The name "county lines" refers to the phone numbers, or lines, that criminal gangs which traffic drugs from urban to rural areas use to organize the sale of their wares. Gangs in cities such as London, Birmingham and Liverpool use children to deal mostly heroin and crack cocaine over a network of dedicated mobile phones to smaller towns and rural areas.
Drug lords in Liverpool, obliged to return home during lockdown, were operating a “click and collect” service for couriers disguised as key workers to travel in and out of the region with drugs, according to Supt Andy O’Connor of Merseyside police.

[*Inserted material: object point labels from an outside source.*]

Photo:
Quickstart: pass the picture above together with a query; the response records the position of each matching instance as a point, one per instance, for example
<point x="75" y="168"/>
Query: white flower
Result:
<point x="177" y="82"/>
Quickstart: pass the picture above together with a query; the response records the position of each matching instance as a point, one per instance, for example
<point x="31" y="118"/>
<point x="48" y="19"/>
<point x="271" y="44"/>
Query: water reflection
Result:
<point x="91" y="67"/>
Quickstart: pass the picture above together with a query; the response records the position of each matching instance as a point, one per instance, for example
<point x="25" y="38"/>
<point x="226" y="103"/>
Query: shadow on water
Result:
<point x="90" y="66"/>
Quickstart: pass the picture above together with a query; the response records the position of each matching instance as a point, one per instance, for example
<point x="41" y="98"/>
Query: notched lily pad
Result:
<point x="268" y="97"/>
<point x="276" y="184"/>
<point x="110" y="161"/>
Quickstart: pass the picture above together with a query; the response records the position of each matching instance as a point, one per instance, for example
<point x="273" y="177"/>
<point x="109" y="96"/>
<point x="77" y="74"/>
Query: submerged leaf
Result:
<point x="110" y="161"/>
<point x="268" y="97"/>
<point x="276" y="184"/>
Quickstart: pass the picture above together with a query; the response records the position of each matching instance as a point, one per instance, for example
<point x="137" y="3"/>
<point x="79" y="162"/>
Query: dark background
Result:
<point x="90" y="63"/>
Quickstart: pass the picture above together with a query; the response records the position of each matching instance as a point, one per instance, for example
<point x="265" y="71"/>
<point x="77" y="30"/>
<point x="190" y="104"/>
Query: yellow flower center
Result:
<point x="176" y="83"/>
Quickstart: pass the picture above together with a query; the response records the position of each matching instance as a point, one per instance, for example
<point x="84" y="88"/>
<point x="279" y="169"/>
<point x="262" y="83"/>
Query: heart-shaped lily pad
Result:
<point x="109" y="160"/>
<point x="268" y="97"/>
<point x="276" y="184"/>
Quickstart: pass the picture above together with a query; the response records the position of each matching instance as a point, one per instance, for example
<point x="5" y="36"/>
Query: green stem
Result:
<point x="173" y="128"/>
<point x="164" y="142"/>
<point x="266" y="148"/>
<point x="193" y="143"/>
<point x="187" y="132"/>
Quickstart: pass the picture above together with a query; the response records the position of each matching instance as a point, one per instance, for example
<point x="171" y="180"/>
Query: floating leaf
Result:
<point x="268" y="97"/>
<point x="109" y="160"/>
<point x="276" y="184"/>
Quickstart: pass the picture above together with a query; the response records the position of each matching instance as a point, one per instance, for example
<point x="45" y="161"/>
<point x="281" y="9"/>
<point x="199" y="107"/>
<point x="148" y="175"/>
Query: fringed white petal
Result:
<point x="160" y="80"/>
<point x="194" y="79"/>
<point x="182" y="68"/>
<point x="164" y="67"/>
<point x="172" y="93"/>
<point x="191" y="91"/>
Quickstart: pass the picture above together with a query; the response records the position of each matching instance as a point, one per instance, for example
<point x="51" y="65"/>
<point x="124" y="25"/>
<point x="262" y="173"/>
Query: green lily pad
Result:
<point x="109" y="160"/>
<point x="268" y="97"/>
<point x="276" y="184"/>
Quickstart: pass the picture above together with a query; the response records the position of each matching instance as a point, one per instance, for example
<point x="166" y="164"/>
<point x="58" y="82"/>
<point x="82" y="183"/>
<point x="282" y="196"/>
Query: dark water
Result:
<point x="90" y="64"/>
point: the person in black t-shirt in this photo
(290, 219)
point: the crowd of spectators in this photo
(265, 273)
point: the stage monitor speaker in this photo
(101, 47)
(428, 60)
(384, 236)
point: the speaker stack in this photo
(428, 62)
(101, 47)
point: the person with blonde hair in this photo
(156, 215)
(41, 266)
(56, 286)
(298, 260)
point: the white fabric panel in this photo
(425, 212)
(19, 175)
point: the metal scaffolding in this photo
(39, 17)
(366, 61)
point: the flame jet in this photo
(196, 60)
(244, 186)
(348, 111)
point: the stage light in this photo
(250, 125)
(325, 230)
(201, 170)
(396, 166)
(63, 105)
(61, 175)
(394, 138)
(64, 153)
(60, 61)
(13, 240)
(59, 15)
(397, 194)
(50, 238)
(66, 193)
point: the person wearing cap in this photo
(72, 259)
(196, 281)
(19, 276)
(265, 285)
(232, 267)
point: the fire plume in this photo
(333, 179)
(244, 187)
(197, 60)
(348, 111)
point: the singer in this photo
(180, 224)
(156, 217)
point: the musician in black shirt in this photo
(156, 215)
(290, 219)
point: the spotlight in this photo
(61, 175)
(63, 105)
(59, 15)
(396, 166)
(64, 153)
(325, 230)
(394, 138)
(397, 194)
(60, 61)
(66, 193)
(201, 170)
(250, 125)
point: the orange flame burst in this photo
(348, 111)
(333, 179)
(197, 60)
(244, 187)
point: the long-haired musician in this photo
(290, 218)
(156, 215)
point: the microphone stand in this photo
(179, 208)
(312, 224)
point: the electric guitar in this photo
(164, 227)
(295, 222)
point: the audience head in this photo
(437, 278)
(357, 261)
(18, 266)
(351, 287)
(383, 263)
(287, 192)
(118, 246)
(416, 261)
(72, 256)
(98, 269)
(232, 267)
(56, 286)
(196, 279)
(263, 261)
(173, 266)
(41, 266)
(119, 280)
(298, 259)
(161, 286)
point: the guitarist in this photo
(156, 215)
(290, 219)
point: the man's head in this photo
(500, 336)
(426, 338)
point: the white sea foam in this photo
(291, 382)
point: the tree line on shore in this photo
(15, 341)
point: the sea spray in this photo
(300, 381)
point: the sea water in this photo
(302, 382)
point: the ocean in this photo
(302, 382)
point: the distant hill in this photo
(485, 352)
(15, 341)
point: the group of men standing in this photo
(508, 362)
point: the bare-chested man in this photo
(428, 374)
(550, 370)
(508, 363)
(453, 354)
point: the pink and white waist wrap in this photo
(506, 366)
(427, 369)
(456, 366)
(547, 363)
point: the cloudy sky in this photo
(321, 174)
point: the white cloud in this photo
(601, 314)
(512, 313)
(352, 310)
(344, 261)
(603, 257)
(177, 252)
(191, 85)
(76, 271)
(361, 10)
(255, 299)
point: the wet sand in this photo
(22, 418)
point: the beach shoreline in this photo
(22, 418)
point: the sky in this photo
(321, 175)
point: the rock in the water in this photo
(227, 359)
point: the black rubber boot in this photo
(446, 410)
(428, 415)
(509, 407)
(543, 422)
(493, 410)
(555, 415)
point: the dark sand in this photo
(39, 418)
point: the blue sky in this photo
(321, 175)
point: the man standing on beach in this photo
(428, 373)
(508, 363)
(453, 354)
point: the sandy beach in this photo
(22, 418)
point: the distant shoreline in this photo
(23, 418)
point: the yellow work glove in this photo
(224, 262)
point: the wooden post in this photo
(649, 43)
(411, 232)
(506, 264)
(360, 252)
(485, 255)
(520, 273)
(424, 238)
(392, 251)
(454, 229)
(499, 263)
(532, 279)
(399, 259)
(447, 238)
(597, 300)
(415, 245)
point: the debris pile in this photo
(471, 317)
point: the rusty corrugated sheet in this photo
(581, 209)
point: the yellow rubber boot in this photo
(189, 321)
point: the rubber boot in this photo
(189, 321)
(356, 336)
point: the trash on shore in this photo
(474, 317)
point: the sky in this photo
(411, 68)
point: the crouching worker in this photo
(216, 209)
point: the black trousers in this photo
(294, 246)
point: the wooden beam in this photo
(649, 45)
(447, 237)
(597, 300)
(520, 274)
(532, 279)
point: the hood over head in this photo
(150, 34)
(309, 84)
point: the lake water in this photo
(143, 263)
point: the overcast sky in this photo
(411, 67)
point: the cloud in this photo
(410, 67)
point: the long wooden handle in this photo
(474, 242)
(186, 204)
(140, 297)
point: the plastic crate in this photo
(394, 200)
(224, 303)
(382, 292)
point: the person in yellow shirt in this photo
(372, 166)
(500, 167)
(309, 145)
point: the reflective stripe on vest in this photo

He contends that the looming recession, exacerbated by high unemployment, could make it easier for criminal groups to recruit vulnerable people and their families as lockdown is eased.
In an interview with The Guardian, O’Connor said lockdown had made it much harder to move drugs and money around the country.
He said, “The majority of our crime groups had to come back into force, to come back to the Liverpool and Merseyside area. What you still had in the importing forces was the demand for class A drugs. In a way, what we saw was a ‘click and collect’ service for drugs.
“What we had, anecdotally, was people leaving the area to deliver drugs. People were dressed as key workers, we’ve got evidence to show there were people stop-checked purporting to be nurses or Deliveroo drivers. Crime groups are clever and ingenious. They still want to deliver their commodity, there’s still a significant amount of money to make."